First author Hui Yue, then a postdoctoral research fellow at Westlake University’s engineering school in Hangzhou, said 3D structures could be printed in free form in hydrogel – unlike traditional 3D printing where objects are built layer by layer.
“We can build circuits in a 3D space without external support,” said Hui, who is now a postdoctoral research fellow at the University of Adelaide in Australia.
Hydrogel is a network of hydrophilic polymers that holds a large amount of water and is similar to biological tissue. To make electronic devices out of hydrogels, they need to contain stretchy, conductive and other functional materials.
In the study, the researchers created hydrogel electronics using hydrogel as a supporting matrix and an ink with silver, the most conductive metal. The end result can be stretched, twisted or compressed and will return to its original shape.

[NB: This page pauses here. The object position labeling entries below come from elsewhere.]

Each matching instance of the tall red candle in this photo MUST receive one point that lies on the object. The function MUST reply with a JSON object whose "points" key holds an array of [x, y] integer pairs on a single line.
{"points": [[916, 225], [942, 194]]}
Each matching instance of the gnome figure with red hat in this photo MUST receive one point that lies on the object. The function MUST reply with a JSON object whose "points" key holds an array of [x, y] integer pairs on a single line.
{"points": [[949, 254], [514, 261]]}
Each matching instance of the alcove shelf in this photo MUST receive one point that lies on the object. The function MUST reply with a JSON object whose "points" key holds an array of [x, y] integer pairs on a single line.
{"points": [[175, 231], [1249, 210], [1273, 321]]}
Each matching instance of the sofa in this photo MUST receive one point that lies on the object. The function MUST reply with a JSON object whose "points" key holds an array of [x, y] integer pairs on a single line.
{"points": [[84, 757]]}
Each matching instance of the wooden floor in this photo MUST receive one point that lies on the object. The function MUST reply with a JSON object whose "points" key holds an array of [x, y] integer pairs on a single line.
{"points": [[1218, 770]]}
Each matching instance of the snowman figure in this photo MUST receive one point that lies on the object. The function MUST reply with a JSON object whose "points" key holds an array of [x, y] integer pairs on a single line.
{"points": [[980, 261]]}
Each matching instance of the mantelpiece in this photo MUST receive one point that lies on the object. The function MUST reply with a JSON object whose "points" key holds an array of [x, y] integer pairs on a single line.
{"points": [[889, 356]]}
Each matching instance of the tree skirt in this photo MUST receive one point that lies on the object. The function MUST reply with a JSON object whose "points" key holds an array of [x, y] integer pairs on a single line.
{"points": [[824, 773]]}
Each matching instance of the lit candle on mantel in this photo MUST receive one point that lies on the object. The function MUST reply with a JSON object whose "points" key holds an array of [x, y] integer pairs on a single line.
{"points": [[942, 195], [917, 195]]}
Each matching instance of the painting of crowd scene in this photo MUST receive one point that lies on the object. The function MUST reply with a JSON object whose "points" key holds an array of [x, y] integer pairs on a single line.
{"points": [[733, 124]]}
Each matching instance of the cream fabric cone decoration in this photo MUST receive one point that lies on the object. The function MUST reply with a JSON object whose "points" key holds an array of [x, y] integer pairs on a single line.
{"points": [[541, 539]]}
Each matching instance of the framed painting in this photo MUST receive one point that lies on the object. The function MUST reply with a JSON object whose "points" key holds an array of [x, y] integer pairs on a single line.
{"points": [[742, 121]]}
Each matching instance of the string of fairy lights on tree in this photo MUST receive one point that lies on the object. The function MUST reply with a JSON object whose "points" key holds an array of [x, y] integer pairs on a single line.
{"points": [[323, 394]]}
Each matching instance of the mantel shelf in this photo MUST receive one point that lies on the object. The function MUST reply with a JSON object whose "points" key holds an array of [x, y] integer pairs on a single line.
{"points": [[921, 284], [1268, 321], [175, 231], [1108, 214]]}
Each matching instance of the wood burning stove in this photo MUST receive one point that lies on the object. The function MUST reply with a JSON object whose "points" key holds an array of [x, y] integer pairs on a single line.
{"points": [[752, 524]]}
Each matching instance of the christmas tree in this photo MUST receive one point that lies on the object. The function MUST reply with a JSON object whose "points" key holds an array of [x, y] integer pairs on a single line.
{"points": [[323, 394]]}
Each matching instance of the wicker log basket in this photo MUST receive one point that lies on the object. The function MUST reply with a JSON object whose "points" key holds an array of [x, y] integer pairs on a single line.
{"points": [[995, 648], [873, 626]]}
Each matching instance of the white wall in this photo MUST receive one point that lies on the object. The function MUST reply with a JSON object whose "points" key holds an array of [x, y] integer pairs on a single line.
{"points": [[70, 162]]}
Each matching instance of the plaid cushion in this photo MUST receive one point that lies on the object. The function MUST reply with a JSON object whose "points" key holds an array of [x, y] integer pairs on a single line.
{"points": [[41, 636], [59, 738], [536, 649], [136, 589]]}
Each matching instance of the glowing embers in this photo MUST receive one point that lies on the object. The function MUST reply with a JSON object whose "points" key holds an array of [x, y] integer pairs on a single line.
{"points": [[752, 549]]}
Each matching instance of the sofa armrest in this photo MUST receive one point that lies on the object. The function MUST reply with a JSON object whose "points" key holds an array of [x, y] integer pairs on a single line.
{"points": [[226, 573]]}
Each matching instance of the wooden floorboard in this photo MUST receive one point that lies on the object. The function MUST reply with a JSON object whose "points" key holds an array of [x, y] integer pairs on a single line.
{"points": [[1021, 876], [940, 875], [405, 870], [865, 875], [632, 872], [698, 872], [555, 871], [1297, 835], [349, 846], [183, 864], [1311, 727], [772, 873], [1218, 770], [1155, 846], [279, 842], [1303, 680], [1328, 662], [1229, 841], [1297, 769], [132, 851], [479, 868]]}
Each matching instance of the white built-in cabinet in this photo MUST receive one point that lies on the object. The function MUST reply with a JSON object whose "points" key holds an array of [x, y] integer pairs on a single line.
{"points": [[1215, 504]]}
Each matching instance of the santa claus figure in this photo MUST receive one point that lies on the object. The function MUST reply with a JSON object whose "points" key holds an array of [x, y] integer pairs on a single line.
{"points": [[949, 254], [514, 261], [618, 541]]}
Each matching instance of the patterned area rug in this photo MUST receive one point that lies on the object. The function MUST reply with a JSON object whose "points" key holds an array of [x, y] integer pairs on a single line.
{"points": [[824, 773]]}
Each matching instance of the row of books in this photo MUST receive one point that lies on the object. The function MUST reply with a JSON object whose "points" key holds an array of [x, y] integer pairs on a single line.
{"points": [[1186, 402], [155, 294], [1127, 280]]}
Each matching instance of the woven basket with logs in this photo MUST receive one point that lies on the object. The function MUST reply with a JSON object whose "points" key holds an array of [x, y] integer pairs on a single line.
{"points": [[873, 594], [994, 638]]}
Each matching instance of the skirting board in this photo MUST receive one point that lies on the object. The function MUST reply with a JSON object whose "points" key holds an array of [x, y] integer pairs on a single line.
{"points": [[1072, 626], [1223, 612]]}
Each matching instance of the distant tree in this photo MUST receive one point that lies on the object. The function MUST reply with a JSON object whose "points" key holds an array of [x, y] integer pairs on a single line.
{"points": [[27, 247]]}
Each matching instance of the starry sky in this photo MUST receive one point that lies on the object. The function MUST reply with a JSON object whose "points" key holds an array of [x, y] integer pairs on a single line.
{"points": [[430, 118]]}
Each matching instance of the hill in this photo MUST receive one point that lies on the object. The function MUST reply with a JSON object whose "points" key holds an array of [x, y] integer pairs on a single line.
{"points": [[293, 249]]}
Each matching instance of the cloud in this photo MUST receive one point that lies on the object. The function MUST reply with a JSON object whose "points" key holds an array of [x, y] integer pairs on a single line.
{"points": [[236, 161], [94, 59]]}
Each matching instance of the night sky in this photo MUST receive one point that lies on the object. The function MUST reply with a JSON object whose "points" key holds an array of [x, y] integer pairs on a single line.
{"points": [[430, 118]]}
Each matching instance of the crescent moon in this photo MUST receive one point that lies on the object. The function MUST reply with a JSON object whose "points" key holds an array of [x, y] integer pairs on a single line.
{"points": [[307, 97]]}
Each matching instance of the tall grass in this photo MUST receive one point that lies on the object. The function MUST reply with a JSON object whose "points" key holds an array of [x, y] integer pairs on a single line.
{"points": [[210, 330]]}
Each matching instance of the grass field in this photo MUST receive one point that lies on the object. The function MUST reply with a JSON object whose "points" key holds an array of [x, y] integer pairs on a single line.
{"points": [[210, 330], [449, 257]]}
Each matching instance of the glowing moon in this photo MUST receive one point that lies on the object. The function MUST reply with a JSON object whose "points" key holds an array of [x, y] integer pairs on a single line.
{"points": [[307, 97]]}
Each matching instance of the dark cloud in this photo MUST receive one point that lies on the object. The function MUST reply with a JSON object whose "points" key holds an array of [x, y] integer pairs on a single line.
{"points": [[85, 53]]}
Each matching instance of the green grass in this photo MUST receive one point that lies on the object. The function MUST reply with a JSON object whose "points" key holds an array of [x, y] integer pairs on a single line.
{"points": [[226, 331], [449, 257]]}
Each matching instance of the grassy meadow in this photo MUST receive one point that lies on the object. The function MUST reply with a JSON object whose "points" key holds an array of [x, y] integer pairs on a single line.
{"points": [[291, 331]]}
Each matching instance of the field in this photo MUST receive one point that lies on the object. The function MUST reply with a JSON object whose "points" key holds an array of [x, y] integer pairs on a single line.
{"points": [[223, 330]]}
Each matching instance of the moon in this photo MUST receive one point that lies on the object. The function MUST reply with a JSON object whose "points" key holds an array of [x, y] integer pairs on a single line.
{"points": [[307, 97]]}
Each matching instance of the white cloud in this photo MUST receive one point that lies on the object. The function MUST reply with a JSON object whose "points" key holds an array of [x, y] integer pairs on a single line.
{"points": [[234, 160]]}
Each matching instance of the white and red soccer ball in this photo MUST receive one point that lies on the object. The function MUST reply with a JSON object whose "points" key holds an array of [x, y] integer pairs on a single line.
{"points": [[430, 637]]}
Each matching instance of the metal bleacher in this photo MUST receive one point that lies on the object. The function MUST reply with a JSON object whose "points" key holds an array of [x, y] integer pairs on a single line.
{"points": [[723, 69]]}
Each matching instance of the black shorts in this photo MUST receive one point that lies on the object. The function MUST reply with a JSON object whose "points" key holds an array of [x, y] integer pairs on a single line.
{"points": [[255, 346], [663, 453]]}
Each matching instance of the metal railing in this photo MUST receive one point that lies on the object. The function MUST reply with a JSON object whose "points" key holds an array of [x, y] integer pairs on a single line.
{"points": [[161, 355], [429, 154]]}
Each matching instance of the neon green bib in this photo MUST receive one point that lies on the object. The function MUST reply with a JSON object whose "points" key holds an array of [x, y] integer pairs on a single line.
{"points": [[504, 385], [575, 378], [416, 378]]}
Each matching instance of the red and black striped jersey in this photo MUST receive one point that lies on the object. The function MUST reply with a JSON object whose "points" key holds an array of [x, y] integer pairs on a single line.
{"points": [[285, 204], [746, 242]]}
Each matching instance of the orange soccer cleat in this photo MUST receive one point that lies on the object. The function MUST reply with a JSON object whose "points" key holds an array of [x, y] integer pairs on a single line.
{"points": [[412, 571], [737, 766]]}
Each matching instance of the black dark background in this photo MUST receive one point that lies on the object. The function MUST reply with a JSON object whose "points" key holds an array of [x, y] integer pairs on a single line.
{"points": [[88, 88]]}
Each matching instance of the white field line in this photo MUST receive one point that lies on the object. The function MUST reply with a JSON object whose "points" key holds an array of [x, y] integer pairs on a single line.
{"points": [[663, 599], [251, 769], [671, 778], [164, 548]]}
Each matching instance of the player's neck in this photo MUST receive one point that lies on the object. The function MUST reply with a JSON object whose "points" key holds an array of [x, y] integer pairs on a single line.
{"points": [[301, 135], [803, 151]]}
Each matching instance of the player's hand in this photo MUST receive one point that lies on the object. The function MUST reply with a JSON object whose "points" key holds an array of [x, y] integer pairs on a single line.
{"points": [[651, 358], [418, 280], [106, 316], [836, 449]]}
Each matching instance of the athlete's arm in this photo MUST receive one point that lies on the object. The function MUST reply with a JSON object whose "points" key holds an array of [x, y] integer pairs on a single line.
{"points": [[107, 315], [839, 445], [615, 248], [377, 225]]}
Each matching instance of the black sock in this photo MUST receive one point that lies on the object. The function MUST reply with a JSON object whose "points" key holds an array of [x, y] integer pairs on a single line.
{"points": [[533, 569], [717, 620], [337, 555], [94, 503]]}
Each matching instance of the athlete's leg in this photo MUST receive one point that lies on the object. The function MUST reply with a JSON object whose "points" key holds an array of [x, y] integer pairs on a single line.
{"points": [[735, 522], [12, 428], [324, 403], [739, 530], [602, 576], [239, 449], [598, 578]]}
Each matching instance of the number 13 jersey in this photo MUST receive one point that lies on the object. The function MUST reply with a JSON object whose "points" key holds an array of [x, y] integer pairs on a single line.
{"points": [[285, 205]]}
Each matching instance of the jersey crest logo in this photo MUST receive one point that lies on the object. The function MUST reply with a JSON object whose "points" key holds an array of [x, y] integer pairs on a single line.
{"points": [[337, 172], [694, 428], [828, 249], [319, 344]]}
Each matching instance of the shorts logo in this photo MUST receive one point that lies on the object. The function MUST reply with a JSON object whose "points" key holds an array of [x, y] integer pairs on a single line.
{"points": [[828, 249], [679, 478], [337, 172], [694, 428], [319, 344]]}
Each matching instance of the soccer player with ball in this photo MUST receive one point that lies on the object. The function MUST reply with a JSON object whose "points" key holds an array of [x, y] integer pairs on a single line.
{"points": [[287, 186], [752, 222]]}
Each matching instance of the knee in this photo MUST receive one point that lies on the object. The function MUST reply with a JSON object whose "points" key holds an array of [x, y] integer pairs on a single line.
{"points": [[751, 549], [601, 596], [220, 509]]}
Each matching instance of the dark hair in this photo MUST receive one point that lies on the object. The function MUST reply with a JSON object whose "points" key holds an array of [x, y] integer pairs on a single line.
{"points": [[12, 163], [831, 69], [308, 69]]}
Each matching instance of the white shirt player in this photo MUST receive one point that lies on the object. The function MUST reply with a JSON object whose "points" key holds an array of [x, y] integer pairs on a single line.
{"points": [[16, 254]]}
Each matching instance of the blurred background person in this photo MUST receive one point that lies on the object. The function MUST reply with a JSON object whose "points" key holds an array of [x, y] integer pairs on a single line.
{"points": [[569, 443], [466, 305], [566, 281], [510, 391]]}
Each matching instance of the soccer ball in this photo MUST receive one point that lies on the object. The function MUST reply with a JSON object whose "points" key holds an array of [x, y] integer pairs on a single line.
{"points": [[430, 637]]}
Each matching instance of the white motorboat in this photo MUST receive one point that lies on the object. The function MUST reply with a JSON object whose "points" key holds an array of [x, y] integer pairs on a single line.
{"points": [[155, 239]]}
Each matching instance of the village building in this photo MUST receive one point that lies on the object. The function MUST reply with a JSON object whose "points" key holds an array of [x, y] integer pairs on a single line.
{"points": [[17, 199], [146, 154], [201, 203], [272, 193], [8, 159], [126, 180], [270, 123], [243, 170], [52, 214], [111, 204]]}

The team 3D-printed electrocardiography (ECG) electrodes – which record the electrical activity of the heart – and found the signals had a higher resolution than electrodes available in the market.
They also printed a millimetre-scale electrode to stimulate the sciatic nerve in mice and trigger movements in their hindlimbs. The hydrogel device caused motion at an angle of 77 degrees – far more than the 10-degree movement from conventional ionically conductive electrodes at the same voltage, according to the study.
“These outcomes highlight the superior electrical-stimulating capability of the printed Ag [silver]-hydrogel electrodes over the ones employing ionically conductive materials,” the researchers wrote.
This could be attributed to “the tight and conformal interfaces between the tissues and 3D printed electrodes, as well as the high conductivity of our Ag-hydrogel ink”.
The nervous system sends electrical signals to tell muscles to move. Hui said the technology could potentially help people who need external electrical stimulation for their nerves due to disease or accident.
The team made a hydrogel RFID device that can withstand stretching and be detected by a commercial RFID reader.
Hui said it could be used as a wearable device for pets or farm animals for identification, or for people who are ill or have a condition where they need their medical records to be easily read.
He said the next step was to test the durability, stability and safety of the hydrogel as an implant in animals over a long period of months and years.
“When the implant is removed we will check if it causes scarring or inflammation,” Hui said. “We hope to prove that hydrogel is more biocompatible than other materials. We will explore more of its potential applications while ensuring its safety.”